High Availability (HA)

High Availability(HA) enables you to deploy groups of Screens together in situations in which the connection between a protected inside network and an insecure outside network is critical. At any time, one member of the HA cluster is the active Screen, which performs packet filtering, network address translation, logging, and encryption or decryption of packets travelling between the inside and outside networks. The other members of the HA cluster, the passive Screens, receive the same packets, perform the same calculations as the active Screen, and mirror the state of the active Screen, but they do not forward traffic. When an active Screen fails, the passive Screen that has been running the longest takes over as the active Screen within 15 seconds. During this time (before the passive Screen takes over), no traffic will go through the HA cluster.

Encryption

SunScreen uses a combination of public-key and shared-key cryptography to encrypt and decrypt packets. Any traffic that passes between any two machines or other SKIP devices can be encrypted, while all traffic between a Screen and an Administration Station is encrypted.

Logging

SunScreen provides flexible logging of packets. This means that each primary and secondary Screen keeps a log of its traffic. Logs of the packets are kept on the Screen that passed or rejected the packets.

In an HA cluster only the active Screen logs network traffic. However, traffic destined for the active or passive HA machine itself may be logged according to the rule. This means that some passive Screens may log some traffic. This traffic is only the traffic to it, not the traffic that is going through it.

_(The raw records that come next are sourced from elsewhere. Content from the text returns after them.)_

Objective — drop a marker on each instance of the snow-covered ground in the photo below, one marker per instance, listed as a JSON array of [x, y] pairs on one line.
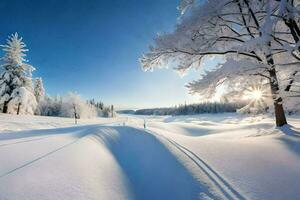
[[220, 156]]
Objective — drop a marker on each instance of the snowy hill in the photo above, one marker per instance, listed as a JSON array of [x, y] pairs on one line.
[[192, 157]]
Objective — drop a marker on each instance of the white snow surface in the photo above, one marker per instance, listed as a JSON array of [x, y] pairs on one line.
[[216, 156]]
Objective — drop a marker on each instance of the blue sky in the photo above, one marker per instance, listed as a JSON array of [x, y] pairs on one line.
[[92, 47]]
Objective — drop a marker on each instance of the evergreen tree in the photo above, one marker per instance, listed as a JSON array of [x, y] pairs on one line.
[[16, 88], [39, 90]]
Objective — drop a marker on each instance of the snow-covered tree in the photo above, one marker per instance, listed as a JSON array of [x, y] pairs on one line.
[[39, 90], [251, 37], [16, 87], [74, 106]]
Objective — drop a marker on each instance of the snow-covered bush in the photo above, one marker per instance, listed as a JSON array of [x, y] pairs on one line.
[[16, 87], [72, 103]]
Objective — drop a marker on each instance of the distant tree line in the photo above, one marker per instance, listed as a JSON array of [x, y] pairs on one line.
[[72, 105], [192, 109]]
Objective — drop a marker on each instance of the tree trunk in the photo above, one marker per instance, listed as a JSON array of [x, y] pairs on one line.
[[277, 100], [5, 106]]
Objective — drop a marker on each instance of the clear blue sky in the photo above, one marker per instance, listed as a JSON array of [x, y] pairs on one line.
[[92, 47]]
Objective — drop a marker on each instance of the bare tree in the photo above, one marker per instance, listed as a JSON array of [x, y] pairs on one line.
[[250, 37]]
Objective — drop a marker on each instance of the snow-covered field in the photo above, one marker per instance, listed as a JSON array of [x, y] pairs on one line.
[[192, 157]]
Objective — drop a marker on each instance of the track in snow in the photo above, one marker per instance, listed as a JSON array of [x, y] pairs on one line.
[[227, 191]]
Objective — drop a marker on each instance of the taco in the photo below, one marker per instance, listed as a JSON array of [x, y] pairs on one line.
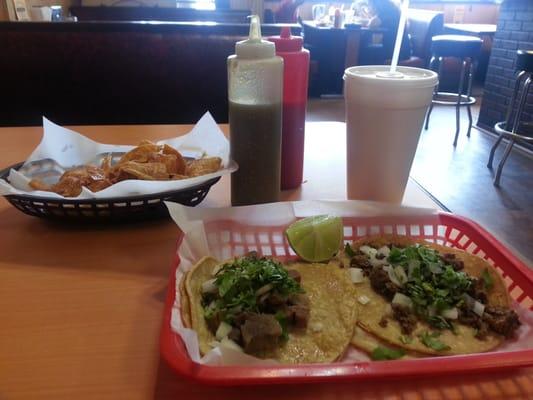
[[293, 313], [428, 298]]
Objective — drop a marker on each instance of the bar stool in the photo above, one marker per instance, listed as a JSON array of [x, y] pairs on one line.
[[466, 49], [524, 74]]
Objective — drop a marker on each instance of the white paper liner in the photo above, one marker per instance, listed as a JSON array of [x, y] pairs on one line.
[[195, 245], [70, 149]]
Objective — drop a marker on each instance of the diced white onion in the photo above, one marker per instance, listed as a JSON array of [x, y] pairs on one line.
[[316, 326], [384, 251], [230, 344], [432, 311], [388, 310], [356, 274], [368, 251], [451, 313], [223, 330], [402, 300], [479, 308], [209, 286], [264, 289], [469, 301], [217, 268], [376, 263]]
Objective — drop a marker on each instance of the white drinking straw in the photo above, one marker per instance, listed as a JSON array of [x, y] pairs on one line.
[[399, 36]]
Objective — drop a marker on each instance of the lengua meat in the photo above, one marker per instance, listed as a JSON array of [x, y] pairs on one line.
[[260, 332]]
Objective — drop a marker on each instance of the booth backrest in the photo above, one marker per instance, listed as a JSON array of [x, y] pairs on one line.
[[116, 73], [123, 13], [423, 25]]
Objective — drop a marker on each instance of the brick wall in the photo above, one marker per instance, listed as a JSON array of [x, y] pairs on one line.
[[515, 31]]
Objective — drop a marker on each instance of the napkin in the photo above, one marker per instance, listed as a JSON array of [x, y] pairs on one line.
[[207, 232], [68, 149]]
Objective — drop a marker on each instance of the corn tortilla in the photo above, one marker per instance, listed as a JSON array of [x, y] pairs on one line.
[[332, 300], [463, 341]]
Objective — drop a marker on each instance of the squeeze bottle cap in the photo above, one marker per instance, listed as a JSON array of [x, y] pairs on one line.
[[255, 46], [285, 42]]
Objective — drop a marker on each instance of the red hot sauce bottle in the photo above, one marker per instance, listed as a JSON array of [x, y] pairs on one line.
[[295, 79]]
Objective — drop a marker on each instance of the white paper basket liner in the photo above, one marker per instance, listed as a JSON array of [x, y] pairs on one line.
[[70, 149], [195, 245]]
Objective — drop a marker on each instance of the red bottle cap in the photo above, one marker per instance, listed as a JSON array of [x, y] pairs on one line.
[[285, 42]]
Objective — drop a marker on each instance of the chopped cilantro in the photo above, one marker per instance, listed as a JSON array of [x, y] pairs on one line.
[[381, 353], [406, 339], [430, 340], [238, 282], [487, 279], [348, 250], [432, 285], [281, 317]]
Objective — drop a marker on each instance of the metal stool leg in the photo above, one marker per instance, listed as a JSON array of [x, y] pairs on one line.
[[468, 95], [431, 65], [516, 124], [458, 104], [519, 77]]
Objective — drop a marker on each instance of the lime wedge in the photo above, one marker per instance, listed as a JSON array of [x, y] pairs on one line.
[[316, 238]]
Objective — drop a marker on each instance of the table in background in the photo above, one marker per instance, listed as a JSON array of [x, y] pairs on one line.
[[486, 33], [332, 51], [81, 306]]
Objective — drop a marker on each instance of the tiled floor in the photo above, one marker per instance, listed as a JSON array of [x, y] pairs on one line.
[[459, 179]]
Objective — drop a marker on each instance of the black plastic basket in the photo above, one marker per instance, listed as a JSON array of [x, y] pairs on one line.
[[113, 209]]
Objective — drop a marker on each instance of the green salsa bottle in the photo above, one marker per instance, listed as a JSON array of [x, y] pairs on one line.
[[255, 92]]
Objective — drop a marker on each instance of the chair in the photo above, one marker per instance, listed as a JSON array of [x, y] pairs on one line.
[[510, 128], [466, 49], [422, 26]]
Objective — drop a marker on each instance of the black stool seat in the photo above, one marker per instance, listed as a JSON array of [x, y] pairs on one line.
[[524, 60], [455, 46]]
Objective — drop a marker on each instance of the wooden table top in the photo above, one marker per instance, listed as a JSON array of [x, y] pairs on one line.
[[478, 29], [81, 307]]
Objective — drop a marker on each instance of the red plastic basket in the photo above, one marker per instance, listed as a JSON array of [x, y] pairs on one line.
[[446, 229]]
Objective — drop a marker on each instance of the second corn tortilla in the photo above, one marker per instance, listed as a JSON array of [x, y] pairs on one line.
[[332, 299], [464, 341]]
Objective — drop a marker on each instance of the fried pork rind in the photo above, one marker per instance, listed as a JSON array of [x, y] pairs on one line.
[[38, 184], [147, 161], [332, 300], [142, 153], [153, 171], [71, 182], [204, 166]]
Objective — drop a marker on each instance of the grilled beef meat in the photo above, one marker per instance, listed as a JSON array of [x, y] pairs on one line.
[[260, 332]]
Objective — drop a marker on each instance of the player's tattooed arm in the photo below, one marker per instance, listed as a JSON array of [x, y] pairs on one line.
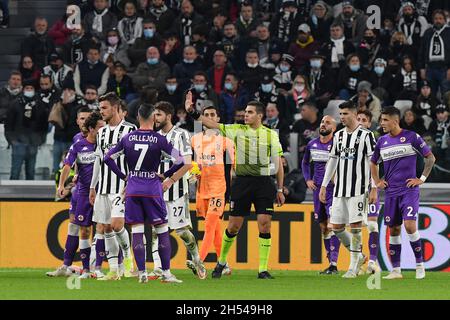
[[429, 161]]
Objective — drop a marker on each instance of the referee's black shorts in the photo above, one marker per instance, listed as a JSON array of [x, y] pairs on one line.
[[247, 190]]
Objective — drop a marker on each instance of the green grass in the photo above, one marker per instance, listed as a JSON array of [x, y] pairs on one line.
[[242, 284]]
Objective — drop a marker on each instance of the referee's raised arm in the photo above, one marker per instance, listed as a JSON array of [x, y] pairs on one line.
[[211, 124]]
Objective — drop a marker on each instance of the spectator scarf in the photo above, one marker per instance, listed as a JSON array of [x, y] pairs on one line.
[[284, 26], [409, 80], [186, 30], [437, 50], [157, 12], [337, 50], [97, 24], [129, 24]]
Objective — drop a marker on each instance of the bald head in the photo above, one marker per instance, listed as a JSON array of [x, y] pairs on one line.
[[327, 126]]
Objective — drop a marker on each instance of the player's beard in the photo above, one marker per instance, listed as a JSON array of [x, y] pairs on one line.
[[324, 133]]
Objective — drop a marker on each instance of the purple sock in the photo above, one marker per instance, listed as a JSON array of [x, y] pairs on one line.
[[139, 250], [164, 250], [373, 245], [395, 251], [417, 249], [334, 248], [120, 257], [85, 254], [70, 249], [326, 242], [99, 253]]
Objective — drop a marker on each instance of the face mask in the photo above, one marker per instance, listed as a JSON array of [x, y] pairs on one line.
[[354, 67], [228, 86], [199, 87], [28, 94], [149, 33], [379, 70], [284, 68], [171, 88], [315, 63], [266, 87], [113, 40], [299, 88]]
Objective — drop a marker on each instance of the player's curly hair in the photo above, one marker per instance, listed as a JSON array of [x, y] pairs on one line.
[[92, 120]]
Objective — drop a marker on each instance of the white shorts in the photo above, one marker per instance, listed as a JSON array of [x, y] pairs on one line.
[[107, 206], [347, 210], [178, 213]]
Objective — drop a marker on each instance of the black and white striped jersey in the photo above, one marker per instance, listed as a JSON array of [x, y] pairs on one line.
[[353, 152], [107, 138], [180, 140]]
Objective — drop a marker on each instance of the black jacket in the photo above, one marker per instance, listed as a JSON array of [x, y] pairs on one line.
[[26, 121]]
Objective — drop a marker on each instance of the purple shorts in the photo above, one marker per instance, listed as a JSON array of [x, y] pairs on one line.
[[73, 201], [84, 210], [151, 210], [322, 210], [399, 208], [374, 209]]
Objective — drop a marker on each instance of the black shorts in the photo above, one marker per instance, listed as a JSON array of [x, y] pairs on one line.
[[248, 190]]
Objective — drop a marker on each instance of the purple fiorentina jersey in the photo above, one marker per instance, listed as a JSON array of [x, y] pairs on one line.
[[142, 150], [83, 153], [77, 137], [399, 157], [318, 153]]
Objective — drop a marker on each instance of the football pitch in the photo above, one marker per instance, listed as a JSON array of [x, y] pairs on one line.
[[241, 285]]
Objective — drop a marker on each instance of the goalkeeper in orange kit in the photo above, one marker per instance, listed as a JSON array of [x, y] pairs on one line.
[[210, 149]]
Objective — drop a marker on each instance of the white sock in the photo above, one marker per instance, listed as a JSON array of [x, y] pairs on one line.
[[124, 242], [189, 241], [155, 253], [355, 248], [112, 248]]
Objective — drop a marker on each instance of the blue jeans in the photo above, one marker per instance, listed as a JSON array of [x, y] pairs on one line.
[[23, 152], [59, 147], [438, 79]]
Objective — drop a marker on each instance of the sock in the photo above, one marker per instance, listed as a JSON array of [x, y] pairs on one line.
[[123, 239], [416, 245], [373, 245], [344, 237], [210, 228], [112, 251], [218, 238], [71, 246], [139, 250], [189, 241], [155, 250], [355, 248], [164, 248], [265, 243], [70, 249], [395, 250], [334, 249], [120, 256], [326, 242], [99, 251], [227, 241], [85, 253]]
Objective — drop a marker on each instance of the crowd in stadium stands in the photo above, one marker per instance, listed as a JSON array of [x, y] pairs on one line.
[[295, 56]]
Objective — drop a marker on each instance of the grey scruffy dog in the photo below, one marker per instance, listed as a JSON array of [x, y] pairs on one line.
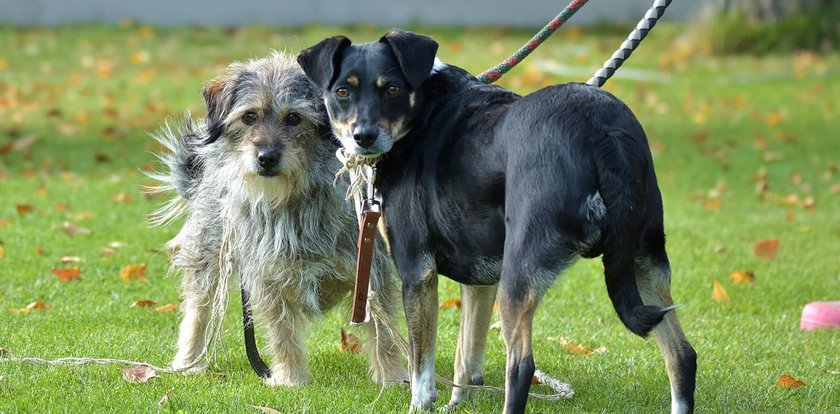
[[255, 180]]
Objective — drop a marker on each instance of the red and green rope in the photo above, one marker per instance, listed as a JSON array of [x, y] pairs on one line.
[[496, 72]]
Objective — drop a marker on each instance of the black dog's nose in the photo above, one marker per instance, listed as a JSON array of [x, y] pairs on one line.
[[268, 158], [365, 136]]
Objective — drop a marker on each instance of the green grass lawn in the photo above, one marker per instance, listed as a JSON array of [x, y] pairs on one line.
[[76, 104]]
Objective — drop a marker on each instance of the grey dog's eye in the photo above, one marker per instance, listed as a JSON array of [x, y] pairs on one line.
[[249, 118], [293, 118]]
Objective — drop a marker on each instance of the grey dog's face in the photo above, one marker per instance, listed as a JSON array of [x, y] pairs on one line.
[[267, 117]]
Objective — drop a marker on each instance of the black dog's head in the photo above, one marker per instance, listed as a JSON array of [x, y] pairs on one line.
[[370, 89]]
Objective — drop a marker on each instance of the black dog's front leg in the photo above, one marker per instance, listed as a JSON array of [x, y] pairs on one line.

You can configure SunScreen to log a packet when it matches a rule or when it does not match any particular rule. Most frequently, packets matching DENY rules or packets that are dropped because they do not match any rule are logged. The action defined in a rule controls whether a packet is logged and what information about the packet is recorded.

Examining logged packets is useful when you are trying to identify the causes of problems during configuration or administration. You should also examine logs periodically for evidence of attempts to break into your network.

Each machine in an HA cluster logs what that system passed or rejected, as well as any locally processed nonpacket events.